El miedo es un señor con sombrero de copa que
comienza a lanzar dardos de curare hacia el cuerpo y la mente. Hoy
vino a visitarme. Llamó a la puerta, me saludó quitándose el
sombrero, y estuvo conmigo todo el día. Me escondo en el bosque de
mi mente, en los lugares más recónditos, donde el sol no puede
observarme, donde cristalinos lagos brillan con la luz de sus ojos.

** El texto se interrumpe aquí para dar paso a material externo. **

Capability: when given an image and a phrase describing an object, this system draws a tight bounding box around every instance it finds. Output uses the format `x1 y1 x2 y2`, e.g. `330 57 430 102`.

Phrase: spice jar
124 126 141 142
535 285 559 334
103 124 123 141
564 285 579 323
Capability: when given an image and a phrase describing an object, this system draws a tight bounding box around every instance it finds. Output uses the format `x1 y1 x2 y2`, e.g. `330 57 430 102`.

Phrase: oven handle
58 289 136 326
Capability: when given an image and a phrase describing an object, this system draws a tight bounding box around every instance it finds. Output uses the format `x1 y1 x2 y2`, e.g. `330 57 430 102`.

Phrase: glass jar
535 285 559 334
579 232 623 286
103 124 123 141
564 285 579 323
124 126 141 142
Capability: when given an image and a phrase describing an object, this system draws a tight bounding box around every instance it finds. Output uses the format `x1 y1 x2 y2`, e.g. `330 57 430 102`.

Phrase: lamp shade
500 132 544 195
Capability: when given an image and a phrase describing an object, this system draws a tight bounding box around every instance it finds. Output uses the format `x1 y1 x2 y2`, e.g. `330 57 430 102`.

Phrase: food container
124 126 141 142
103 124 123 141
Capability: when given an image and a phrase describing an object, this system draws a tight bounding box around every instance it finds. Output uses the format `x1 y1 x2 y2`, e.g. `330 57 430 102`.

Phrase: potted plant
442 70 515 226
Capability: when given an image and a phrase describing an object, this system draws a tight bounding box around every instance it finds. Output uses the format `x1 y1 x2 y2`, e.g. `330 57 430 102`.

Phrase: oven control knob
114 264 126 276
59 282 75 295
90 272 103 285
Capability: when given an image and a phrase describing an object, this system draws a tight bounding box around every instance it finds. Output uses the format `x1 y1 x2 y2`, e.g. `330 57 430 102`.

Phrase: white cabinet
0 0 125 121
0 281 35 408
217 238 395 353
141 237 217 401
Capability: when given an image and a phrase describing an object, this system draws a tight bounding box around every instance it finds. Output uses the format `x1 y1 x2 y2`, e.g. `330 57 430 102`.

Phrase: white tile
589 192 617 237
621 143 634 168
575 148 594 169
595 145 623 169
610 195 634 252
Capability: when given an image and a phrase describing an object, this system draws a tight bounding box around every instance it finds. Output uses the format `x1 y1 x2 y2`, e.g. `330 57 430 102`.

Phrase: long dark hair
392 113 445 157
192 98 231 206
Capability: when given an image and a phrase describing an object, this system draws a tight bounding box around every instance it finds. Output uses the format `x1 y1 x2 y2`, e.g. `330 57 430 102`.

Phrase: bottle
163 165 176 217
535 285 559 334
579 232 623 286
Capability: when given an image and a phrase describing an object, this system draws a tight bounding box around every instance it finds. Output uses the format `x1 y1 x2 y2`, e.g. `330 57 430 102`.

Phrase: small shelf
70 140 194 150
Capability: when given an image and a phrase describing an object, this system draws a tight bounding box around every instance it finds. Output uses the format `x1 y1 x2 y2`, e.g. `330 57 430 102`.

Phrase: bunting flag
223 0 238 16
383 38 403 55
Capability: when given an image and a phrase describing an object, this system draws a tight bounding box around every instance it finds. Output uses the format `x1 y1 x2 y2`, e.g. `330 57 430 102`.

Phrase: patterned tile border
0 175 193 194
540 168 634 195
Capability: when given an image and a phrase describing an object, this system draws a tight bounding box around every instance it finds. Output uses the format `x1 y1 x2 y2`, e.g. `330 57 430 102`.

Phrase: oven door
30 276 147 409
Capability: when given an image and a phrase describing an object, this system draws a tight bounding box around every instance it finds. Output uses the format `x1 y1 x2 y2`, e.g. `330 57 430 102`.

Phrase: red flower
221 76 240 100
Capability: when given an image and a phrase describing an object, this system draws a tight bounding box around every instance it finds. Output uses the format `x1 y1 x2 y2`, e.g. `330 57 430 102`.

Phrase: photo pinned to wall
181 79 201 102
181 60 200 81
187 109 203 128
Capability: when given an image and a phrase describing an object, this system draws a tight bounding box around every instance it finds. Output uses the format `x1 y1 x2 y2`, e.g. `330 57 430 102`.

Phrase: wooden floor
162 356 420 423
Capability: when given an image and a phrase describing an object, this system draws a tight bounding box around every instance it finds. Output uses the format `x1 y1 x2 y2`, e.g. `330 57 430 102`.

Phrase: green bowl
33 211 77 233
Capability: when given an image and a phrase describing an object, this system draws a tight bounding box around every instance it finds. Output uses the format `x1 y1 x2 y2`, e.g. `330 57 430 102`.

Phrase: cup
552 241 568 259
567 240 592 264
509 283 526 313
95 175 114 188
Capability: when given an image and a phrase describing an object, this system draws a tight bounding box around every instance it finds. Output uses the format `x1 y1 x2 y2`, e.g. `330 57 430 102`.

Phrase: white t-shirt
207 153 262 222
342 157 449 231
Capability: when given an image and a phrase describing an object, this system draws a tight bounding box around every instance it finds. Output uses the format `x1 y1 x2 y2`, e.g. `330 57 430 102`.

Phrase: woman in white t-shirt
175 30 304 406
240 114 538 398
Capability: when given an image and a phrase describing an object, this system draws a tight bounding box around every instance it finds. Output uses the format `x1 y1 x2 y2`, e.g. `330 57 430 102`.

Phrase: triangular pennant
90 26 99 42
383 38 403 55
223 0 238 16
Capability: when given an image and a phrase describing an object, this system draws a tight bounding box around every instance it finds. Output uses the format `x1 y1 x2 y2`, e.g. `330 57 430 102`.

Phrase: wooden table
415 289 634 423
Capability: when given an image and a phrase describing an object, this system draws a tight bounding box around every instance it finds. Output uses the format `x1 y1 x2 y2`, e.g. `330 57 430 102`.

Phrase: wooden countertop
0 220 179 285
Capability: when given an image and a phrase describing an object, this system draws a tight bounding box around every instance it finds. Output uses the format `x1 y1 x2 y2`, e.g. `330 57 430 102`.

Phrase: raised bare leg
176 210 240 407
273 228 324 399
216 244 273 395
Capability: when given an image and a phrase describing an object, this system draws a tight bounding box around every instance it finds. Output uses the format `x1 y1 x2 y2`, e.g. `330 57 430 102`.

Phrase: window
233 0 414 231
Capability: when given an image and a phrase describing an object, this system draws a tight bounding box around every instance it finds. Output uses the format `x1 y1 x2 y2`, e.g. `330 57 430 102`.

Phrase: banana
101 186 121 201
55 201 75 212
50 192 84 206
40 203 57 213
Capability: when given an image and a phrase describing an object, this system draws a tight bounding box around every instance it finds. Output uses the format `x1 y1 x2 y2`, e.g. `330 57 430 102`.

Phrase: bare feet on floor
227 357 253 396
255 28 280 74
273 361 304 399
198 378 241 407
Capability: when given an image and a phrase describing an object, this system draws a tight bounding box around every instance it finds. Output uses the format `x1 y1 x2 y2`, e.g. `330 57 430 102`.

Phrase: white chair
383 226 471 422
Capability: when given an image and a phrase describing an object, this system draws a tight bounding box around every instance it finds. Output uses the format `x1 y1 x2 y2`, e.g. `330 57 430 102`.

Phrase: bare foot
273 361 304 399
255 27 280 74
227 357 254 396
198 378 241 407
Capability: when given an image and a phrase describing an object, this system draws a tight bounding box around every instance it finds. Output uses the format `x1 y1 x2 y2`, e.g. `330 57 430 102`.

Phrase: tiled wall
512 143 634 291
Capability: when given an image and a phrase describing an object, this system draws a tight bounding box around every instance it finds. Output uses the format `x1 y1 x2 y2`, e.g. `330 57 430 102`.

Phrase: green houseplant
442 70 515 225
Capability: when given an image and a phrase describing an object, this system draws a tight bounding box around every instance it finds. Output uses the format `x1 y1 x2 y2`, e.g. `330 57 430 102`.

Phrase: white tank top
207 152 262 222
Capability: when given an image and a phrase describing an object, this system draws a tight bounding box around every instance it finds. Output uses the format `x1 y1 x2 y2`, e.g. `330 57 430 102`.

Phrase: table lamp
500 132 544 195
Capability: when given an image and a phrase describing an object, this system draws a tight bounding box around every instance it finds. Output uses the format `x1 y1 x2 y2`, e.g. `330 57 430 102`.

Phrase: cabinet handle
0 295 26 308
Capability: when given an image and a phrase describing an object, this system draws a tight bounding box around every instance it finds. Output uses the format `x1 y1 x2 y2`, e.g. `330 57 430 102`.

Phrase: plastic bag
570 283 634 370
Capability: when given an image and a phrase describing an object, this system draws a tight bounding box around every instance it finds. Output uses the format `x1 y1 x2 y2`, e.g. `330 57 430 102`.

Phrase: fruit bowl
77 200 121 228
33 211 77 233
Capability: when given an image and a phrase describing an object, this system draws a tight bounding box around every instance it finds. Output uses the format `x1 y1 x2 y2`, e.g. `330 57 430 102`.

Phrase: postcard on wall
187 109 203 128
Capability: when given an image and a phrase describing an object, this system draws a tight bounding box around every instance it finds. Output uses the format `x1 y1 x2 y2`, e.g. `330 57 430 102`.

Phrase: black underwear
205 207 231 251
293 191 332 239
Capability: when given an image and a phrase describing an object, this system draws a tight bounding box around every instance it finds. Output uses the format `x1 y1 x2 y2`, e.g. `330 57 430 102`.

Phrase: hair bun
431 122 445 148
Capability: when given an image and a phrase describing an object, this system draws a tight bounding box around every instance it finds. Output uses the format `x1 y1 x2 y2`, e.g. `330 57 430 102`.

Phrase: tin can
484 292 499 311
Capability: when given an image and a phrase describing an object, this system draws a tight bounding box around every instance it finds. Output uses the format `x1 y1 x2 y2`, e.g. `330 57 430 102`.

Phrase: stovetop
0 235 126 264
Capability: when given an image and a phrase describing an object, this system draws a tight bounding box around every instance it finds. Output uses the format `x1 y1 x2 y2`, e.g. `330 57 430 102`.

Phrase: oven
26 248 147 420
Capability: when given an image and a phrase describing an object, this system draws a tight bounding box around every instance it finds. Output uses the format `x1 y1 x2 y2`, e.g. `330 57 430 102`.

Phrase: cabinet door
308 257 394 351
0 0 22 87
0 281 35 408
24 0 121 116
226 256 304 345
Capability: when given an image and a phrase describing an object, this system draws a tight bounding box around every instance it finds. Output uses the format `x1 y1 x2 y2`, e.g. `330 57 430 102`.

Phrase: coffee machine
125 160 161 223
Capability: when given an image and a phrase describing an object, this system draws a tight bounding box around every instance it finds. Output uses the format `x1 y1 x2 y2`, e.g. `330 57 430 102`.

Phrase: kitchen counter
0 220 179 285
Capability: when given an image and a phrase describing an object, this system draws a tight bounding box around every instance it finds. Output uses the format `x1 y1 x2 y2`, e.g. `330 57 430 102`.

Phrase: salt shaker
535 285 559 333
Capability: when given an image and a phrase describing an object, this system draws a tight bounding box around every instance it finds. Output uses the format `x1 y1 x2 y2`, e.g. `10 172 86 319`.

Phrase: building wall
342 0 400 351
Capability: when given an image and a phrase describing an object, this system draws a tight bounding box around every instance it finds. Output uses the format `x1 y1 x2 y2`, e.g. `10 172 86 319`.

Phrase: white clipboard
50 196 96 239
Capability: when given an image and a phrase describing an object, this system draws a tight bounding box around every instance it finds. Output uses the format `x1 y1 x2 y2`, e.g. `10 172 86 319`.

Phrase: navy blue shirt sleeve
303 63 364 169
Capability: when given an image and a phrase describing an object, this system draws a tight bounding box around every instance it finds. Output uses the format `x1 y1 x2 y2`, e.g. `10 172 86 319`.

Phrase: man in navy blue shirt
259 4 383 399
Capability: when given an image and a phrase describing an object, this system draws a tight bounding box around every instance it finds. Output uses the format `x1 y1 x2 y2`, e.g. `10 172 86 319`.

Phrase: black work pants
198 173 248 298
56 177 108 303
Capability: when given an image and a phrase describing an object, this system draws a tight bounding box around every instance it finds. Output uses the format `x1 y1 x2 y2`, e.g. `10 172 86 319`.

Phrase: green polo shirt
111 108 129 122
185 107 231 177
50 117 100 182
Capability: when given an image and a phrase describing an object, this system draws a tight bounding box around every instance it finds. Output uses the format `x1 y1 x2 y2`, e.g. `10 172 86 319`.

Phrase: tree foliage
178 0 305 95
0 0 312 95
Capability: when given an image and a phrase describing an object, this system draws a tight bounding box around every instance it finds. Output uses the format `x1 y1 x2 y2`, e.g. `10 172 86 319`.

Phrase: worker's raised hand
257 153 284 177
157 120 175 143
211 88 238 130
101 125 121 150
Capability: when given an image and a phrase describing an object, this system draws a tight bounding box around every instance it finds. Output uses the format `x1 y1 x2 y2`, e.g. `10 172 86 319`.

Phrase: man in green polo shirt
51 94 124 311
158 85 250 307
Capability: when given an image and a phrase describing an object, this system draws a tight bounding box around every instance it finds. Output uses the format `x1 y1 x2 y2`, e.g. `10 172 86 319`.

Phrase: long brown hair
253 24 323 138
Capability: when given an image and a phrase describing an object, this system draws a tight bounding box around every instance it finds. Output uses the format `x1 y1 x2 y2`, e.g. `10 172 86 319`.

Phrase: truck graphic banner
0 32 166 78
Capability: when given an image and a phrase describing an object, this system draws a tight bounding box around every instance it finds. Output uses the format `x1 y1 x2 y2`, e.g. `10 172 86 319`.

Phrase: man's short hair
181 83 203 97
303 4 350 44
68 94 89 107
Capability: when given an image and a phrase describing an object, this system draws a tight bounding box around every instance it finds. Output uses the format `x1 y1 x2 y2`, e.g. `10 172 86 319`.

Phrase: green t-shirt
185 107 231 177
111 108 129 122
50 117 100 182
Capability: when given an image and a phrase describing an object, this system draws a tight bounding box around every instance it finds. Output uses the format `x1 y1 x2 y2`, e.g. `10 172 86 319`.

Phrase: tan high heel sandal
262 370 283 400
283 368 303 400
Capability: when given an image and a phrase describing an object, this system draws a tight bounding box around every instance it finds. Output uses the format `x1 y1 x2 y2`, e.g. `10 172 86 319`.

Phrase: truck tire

Todo a mi alrededor es vegetación. Nada de malas hierbas, ni
arbustos de espino, nada agresivo. Pero ni siquiera ahí estoy a
salvo. Él me huele, con un olfato que eclipsa al canino más
desarrollado. Avanza lento, sin prisas, como un confiado cazador que
sabe que su presa nunca escapará. Y lo trastoca todo. Las flores
mueren; el agua, se estanca y se enturbia; el aire, se vicia,
tornándose una atmósfera casi irrespirable; aparecen zarzas y se
transforma todo en una pesadilla. Él sonríe y extiende la mano a
modo de saludo. Entonces echo a correr, no importa donde, mientras no
lo vea a él. En mi huida, noto su mirada clavada en mi nuca, fría,
calculadora, y observo que todo el paisaje ha cambiado. Nieve bajo
mis pies, el aliento expira vapor debido al gélido ambiente, y todo
se vuelve complejo. Un estado mental que nunca había visitado. Tal
era el poder de aquel hombre.
Al poco tiempo me pudo el cansancio, y caí
rendido al suelo. Cerré los ojos, y, cuando volví a abrirlos, mi
captor se encontraba tumbado junto a mí, observándome. Se levantó
y me extendió la mano. Esta vez la acepté, muy a mi pesar. Una vez
en pie, le pregunté.
- ¿Por qué has vuelto?
- ¿Volver? Nunca quisiste que me fuera.